Поздно ночью их разбудил сильный стук в дверь. Пришел человек от Рыбалки и передал, чтобы они немедленно шли на улицу патрулировать.
Шмая сладко зевнул, вскочил с постели, наскоро оделся и стал поторапливать Хацкеля. Но тот лежал, зарывшись головой в мягкие подушки.
– Вставай скорее, ждут! Надо идти на пост!
– Ах, погибель! – прохрипел в подушку извозчик. – Иди, если тебе надо. Хоть стреляй, не вылезу отсюда. Не нужны мне твои посты. Не за этим я сюда пришел.
Шмая постоял с минутку, потом взял винтовку, сделал несколько шагов по комнате, ещё раз взглянул на Хацкеля и, сдерживая досаду, сказал посланцу Рыбалки:
– Ладно. Я один пойду. Мой товарищ чувствует себя неважно.
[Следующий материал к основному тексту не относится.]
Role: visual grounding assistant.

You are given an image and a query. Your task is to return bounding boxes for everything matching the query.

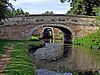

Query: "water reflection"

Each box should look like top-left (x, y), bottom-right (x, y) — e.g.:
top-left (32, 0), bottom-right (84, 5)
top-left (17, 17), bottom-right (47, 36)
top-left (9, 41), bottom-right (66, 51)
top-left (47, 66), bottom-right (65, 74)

top-left (30, 39), bottom-right (100, 75)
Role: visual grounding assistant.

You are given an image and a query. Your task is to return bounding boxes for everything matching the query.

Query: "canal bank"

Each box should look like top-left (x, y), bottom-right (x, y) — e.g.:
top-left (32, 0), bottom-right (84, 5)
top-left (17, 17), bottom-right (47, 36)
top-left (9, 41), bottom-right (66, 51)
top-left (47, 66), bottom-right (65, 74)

top-left (30, 40), bottom-right (100, 75)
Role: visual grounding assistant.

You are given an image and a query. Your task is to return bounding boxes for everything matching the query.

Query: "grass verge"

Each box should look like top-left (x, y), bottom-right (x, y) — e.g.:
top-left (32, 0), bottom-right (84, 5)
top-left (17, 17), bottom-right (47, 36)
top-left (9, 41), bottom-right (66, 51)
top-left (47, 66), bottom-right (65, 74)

top-left (73, 29), bottom-right (100, 49)
top-left (2, 41), bottom-right (42, 75)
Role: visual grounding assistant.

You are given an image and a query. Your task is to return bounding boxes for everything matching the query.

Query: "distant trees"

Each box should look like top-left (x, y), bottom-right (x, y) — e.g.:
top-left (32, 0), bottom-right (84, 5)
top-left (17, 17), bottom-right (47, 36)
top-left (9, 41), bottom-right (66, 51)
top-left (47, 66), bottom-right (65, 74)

top-left (60, 0), bottom-right (100, 16)
top-left (8, 8), bottom-right (29, 17)
top-left (42, 11), bottom-right (54, 15)
top-left (0, 0), bottom-right (13, 21)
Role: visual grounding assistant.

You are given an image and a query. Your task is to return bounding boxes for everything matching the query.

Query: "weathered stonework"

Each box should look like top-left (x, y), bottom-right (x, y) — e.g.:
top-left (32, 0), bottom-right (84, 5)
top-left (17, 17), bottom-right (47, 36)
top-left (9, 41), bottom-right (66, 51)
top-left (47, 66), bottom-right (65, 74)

top-left (0, 15), bottom-right (99, 40)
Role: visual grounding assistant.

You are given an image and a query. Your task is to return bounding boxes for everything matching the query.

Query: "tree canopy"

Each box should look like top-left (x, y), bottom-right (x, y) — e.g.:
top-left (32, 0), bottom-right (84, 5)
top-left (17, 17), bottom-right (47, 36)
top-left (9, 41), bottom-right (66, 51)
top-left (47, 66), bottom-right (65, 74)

top-left (60, 0), bottom-right (100, 16)
top-left (42, 11), bottom-right (54, 15)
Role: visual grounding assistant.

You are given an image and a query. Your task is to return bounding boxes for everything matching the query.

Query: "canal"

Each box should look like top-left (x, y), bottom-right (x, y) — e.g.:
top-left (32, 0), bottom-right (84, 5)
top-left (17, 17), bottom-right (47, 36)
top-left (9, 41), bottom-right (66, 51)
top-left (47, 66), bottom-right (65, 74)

top-left (30, 40), bottom-right (100, 75)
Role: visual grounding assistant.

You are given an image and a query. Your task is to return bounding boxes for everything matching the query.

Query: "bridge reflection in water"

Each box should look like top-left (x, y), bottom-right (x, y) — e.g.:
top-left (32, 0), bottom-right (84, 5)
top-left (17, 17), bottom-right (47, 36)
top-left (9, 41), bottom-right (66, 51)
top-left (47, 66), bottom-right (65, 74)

top-left (31, 38), bottom-right (100, 75)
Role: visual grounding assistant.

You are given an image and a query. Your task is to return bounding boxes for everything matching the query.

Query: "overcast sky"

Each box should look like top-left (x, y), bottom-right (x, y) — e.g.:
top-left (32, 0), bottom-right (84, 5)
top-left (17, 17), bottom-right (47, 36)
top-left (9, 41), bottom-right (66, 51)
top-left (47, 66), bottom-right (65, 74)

top-left (10, 0), bottom-right (70, 14)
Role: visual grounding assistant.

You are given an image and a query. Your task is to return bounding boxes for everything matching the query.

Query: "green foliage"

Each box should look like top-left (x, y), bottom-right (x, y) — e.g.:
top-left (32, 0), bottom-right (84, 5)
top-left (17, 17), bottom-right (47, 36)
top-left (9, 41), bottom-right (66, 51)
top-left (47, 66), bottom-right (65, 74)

top-left (7, 8), bottom-right (29, 17)
top-left (73, 29), bottom-right (100, 49)
top-left (42, 11), bottom-right (54, 15)
top-left (60, 0), bottom-right (100, 16)
top-left (31, 36), bottom-right (39, 41)
top-left (0, 40), bottom-right (42, 75)
top-left (0, 0), bottom-right (13, 21)
top-left (0, 40), bottom-right (10, 57)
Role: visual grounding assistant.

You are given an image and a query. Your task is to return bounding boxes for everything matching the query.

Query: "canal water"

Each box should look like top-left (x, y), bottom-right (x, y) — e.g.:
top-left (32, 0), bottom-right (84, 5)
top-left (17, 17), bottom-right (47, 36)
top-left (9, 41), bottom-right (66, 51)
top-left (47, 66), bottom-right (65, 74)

top-left (30, 41), bottom-right (100, 75)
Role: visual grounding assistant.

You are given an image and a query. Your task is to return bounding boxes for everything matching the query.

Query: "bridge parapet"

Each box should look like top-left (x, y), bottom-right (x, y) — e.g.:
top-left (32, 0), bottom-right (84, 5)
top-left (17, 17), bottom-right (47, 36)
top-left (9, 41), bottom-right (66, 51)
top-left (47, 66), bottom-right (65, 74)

top-left (2, 14), bottom-right (95, 26)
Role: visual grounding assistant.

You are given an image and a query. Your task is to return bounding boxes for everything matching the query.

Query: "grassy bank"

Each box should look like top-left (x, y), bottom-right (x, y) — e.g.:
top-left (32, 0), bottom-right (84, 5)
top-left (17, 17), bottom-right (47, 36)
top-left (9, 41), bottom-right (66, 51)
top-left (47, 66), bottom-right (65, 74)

top-left (73, 29), bottom-right (100, 49)
top-left (2, 40), bottom-right (42, 75)
top-left (0, 40), bottom-right (10, 58)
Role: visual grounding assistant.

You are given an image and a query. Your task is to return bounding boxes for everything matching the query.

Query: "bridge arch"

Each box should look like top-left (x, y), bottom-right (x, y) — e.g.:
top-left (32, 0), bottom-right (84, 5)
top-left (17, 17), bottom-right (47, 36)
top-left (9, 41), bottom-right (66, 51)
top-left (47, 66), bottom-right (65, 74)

top-left (29, 24), bottom-right (72, 43)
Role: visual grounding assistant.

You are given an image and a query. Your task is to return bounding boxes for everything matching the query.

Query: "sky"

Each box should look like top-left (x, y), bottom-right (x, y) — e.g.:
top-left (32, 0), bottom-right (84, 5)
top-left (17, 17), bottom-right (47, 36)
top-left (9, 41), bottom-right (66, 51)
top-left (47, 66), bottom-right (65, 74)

top-left (10, 0), bottom-right (70, 14)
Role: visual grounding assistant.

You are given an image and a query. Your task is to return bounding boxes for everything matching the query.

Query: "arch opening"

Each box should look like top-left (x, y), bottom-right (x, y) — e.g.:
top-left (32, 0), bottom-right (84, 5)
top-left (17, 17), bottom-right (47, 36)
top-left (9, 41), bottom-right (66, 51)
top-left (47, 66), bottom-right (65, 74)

top-left (30, 24), bottom-right (72, 43)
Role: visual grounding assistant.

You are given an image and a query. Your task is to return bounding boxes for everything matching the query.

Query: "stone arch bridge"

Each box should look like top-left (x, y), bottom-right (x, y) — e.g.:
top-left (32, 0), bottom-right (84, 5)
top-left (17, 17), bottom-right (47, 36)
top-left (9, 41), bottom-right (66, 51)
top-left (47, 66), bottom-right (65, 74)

top-left (0, 14), bottom-right (99, 41)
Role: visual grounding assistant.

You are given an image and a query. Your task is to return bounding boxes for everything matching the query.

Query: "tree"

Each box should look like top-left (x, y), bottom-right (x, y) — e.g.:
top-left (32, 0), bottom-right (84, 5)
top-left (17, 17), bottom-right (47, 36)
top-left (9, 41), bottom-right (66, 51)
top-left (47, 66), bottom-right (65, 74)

top-left (0, 0), bottom-right (13, 22)
top-left (42, 11), bottom-right (54, 15)
top-left (60, 0), bottom-right (100, 16)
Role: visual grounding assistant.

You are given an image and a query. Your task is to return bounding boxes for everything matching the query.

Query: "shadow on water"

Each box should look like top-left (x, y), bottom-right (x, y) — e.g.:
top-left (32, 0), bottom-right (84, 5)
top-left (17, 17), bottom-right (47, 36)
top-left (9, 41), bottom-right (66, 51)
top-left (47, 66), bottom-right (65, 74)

top-left (30, 39), bottom-right (100, 75)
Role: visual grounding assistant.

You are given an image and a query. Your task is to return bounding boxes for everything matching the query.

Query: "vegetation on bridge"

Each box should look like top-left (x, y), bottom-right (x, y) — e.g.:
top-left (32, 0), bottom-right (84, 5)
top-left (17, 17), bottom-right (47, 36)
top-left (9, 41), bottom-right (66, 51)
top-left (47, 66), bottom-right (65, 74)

top-left (73, 29), bottom-right (100, 49)
top-left (0, 40), bottom-right (42, 75)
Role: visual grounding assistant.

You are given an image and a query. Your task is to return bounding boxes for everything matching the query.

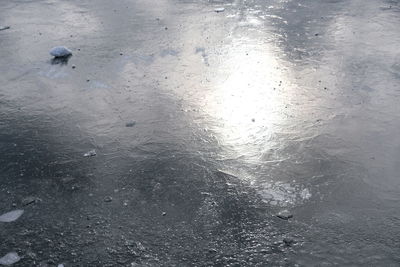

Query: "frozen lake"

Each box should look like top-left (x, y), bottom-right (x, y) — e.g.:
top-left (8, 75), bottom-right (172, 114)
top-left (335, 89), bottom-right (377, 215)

top-left (0, 0), bottom-right (400, 267)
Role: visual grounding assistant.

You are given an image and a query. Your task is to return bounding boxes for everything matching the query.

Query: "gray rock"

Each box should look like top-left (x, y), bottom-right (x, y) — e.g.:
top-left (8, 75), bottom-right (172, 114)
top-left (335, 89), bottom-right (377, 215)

top-left (50, 46), bottom-right (72, 57)
top-left (0, 210), bottom-right (24, 222)
top-left (214, 7), bottom-right (225, 13)
top-left (276, 210), bottom-right (293, 220)
top-left (104, 196), bottom-right (112, 202)
top-left (125, 121), bottom-right (136, 127)
top-left (22, 196), bottom-right (41, 206)
top-left (0, 252), bottom-right (21, 265)
top-left (83, 149), bottom-right (97, 157)
top-left (0, 26), bottom-right (11, 31)
top-left (283, 237), bottom-right (295, 247)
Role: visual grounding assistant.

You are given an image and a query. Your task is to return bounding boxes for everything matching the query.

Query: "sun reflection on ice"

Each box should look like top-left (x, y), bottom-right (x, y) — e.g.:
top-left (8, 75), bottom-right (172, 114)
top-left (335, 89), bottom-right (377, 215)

top-left (207, 39), bottom-right (285, 160)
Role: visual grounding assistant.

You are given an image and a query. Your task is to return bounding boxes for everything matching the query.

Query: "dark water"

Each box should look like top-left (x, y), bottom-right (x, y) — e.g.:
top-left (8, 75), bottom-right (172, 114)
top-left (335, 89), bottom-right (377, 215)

top-left (0, 0), bottom-right (400, 266)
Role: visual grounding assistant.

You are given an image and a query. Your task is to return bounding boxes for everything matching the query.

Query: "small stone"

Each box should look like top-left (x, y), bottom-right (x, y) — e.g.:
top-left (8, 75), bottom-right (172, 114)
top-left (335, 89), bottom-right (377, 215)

top-left (276, 210), bottom-right (293, 220)
top-left (0, 26), bottom-right (11, 31)
top-left (125, 121), bottom-right (136, 127)
top-left (50, 46), bottom-right (72, 57)
top-left (22, 196), bottom-right (40, 206)
top-left (283, 237), bottom-right (295, 247)
top-left (0, 252), bottom-right (21, 265)
top-left (104, 196), bottom-right (112, 202)
top-left (83, 149), bottom-right (97, 157)
top-left (0, 210), bottom-right (24, 222)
Он крепко досадовал на Хацкеля и чувствовал, что с этим человеком ему, видимо, не по пути.
Дул холодный, пронизывающий ветер. Город спал тревожным сном.
По улице гремели солдатские шаги.
НЕТ ПОКОЯ НА ЗЕМЛЕ
Рано утром, когда над городом раздаются гудки фабричных сирен, Шмая и Хацкель отправляются на работу. Далеко позади остались тревожные и тяжелые дни и ночи, когда нужно было помочь красноармейцам освобождать город от притаившихся врагов, позади остались ночные облавы и жаркие схватки с бандами и грабительскими шайками.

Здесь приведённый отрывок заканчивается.